$A$ is self-adjoint and $X$ is bounded commuting with $A$, why $AX$ is densely defined?

Question

Let $A$ be a self-adjoint linear operator on a Hilbert space and $X$ is a positive bounded linear operator on this Hilbert space. Assume that $X$ strongly commute with $A$ (commute with all the spectral projections of $A$).

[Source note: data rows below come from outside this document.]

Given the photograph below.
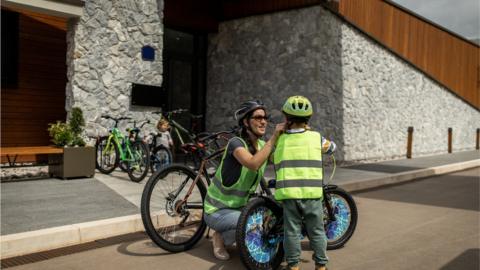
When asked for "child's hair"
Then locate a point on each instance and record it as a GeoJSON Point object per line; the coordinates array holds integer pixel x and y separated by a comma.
{"type": "Point", "coordinates": [161, 122]}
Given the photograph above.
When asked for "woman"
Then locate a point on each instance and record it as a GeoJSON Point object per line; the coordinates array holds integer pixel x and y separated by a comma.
{"type": "Point", "coordinates": [242, 166]}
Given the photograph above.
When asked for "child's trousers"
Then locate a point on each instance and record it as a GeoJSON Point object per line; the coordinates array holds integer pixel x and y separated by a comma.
{"type": "Point", "coordinates": [311, 212]}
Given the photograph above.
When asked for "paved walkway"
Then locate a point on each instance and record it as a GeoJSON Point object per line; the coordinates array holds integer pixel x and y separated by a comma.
{"type": "Point", "coordinates": [111, 202]}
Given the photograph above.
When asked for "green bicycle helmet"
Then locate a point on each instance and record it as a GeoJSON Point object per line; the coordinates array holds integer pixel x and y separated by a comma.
{"type": "Point", "coordinates": [298, 106]}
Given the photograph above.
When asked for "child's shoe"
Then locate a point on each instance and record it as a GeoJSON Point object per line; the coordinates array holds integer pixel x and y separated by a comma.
{"type": "Point", "coordinates": [219, 250]}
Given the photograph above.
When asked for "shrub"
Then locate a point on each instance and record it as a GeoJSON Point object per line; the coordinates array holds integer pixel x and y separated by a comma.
{"type": "Point", "coordinates": [61, 134]}
{"type": "Point", "coordinates": [68, 133]}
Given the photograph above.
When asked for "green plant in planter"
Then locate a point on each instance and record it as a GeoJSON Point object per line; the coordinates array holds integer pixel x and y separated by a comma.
{"type": "Point", "coordinates": [61, 134]}
{"type": "Point", "coordinates": [68, 133]}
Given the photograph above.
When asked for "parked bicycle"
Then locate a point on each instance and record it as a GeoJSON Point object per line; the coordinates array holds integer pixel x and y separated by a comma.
{"type": "Point", "coordinates": [191, 144]}
{"type": "Point", "coordinates": [172, 201]}
{"type": "Point", "coordinates": [117, 150]}
{"type": "Point", "coordinates": [172, 213]}
{"type": "Point", "coordinates": [160, 156]}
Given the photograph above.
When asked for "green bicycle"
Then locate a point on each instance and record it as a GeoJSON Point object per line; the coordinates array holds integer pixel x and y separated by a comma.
{"type": "Point", "coordinates": [116, 149]}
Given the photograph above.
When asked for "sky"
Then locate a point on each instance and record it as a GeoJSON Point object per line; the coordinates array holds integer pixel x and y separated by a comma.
{"type": "Point", "coordinates": [459, 16]}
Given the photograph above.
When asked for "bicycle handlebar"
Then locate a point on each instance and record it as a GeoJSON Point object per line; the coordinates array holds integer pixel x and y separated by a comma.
{"type": "Point", "coordinates": [176, 111]}
{"type": "Point", "coordinates": [217, 134]}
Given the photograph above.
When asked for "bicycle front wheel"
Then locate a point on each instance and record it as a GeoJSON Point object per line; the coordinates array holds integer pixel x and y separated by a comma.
{"type": "Point", "coordinates": [344, 209]}
{"type": "Point", "coordinates": [160, 157]}
{"type": "Point", "coordinates": [259, 234]}
{"type": "Point", "coordinates": [172, 223]}
{"type": "Point", "coordinates": [107, 155]}
{"type": "Point", "coordinates": [139, 163]}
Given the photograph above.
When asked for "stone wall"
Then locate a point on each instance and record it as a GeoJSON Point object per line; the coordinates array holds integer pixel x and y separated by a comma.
{"type": "Point", "coordinates": [364, 97]}
{"type": "Point", "coordinates": [272, 57]}
{"type": "Point", "coordinates": [104, 58]}
{"type": "Point", "coordinates": [384, 95]}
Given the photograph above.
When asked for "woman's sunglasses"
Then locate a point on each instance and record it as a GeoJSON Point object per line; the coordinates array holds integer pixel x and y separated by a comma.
{"type": "Point", "coordinates": [260, 118]}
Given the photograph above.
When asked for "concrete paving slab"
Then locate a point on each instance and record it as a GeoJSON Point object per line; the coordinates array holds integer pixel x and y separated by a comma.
{"type": "Point", "coordinates": [47, 203]}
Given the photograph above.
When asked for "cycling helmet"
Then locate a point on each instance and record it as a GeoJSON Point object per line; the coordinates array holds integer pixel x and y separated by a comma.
{"type": "Point", "coordinates": [246, 108]}
{"type": "Point", "coordinates": [298, 106]}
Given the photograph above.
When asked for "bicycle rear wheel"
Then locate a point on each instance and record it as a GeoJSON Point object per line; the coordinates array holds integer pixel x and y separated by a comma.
{"type": "Point", "coordinates": [138, 166]}
{"type": "Point", "coordinates": [338, 232]}
{"type": "Point", "coordinates": [172, 224]}
{"type": "Point", "coordinates": [160, 157]}
{"type": "Point", "coordinates": [259, 234]}
{"type": "Point", "coordinates": [107, 155]}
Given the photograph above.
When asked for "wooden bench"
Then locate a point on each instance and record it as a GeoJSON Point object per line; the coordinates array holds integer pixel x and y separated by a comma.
{"type": "Point", "coordinates": [22, 154]}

How to show that $AX$ is densely defined?

Answer 1

If $A = \int \lambda dE(\lambda)$ is the spectral representation, then you are given that $E[a,b]$ commutes with $X$ for all finite $a,b$. $AE[a,b]$ is defined on all of $\mathcal{H}$. So, $AXE[a,b]=AE[a,b]X$ is defined on all of $\mathcal{H}$. The set of all $E[a,b]\mathcal{H}$ is dense in $\mathcal{H}$ because $E[a,b]x\rightarrow x$ as $a,b\rightarrow-\infty,\infty$, respectively.

Answer 2

Another way of seeing this is (you don't even have to assume that $A$ is self-adjoint just a densely defined $A$ will do): Since $XA\subset AX$, we have $D(XA)=D(A)\subset D(AX)\subset H$ and hence passing to the closure in $H$ as $A$ is densely defined yields $\overline{D(AX)}=H$.